Era por la mañana, hacía frío. Estaba sentado en mi estudio trabajando, escuchando música y dejando que las letras fluyeran de mis manos a la hoja en blanco. Paré a tomar aire y ver qué había sucedido en el mundo. Ahí estaba la noticia. No me la podía creer, pero era cierta. David Bowie había muerto.
Intenté seguir, quise avanzar más en el libro que estaba escribiendo. Eso pretendía, pero no pude. Tuve que parar en seco, mis manos no querían escribir, mi mente se cerraba y solo puede hacer una cosa, la misma que otros muchos. Me metí en la cama y me puse a llorar.

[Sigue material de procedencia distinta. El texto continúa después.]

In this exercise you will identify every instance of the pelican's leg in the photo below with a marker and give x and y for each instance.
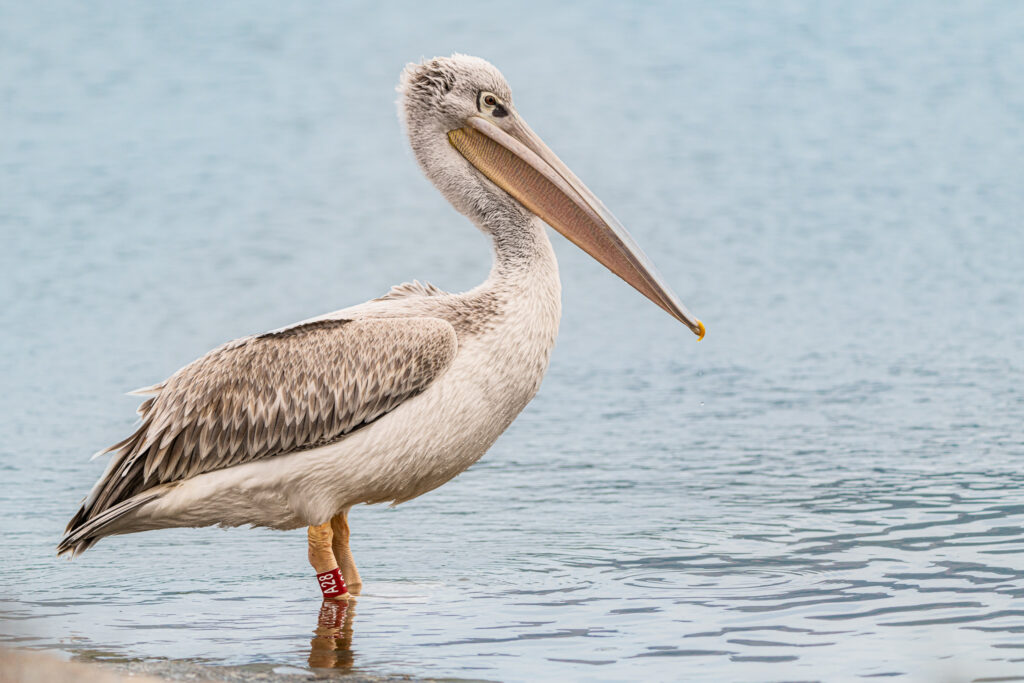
(343, 553)
(326, 566)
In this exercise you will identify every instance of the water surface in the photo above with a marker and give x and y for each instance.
(827, 487)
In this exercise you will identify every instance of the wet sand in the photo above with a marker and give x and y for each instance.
(30, 667)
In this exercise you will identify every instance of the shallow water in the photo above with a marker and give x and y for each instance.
(828, 486)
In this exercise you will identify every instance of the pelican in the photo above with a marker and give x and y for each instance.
(390, 398)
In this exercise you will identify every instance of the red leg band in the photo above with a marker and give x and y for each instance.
(332, 584)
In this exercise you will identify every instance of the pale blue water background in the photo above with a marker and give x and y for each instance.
(827, 487)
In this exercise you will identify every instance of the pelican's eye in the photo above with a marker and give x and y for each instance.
(488, 102)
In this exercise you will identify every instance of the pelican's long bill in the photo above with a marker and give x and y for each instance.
(523, 166)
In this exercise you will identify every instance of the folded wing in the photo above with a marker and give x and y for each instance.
(268, 395)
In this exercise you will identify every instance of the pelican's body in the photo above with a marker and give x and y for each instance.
(388, 399)
(505, 332)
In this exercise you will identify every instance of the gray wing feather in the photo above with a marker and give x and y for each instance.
(275, 393)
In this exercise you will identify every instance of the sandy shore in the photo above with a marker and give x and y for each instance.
(29, 667)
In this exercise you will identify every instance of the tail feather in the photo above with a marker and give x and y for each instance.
(83, 531)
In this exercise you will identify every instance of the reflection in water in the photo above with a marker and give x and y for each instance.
(332, 644)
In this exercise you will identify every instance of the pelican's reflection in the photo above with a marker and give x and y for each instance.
(332, 646)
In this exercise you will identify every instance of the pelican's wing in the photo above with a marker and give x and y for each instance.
(262, 396)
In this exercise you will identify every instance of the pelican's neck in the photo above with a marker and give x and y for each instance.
(521, 248)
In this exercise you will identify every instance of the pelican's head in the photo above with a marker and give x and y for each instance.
(473, 144)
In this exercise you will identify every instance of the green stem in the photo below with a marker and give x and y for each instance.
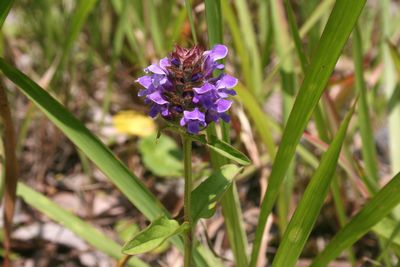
(187, 150)
(191, 21)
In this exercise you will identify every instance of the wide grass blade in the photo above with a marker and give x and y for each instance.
(258, 117)
(75, 224)
(5, 6)
(130, 185)
(364, 121)
(307, 211)
(339, 26)
(230, 201)
(373, 212)
(89, 144)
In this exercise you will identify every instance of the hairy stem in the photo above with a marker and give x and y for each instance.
(187, 150)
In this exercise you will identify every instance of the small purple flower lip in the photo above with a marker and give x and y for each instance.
(182, 89)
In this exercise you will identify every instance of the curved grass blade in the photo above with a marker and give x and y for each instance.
(154, 236)
(230, 203)
(11, 172)
(5, 7)
(338, 28)
(364, 121)
(250, 40)
(129, 184)
(209, 192)
(95, 238)
(307, 211)
(373, 212)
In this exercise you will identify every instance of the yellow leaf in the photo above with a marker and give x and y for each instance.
(134, 123)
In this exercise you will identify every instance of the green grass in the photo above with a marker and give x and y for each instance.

Estaba tapado de pies a cabeza, hecho una bola, dejando que las lágrimas asomaran. Sintiendo una profunda tristeza hacia alguien al que jamás conocí, una persona con la que nunca hablé, un artista con el que ya solo podría soñar.
Hoy se cumplen ya dos años de su fallecimiento, un par de días después del que sería su aniversario. Hoy muchos periódicos y medios hablarán de él, de qué fue para el mundo de la música, de sus películas y de todo lo que en su vida marcó un antes y un después.
La pérdida no desaparecerá, pero tampoco el legado de David Bowie. Sus canciones siguen sonando, los admiradores siguen creciendo y quizá por un día tengamos el derecho a soñar con un hombre que vino de las estrellas.
Ya no hacen falta estrellas: quitadlas todas,
guardad la luna y desmontad el sol,
tirad el mar por el desagüe y podad los bosques,
porque ahora ya nada puede tener utilidad.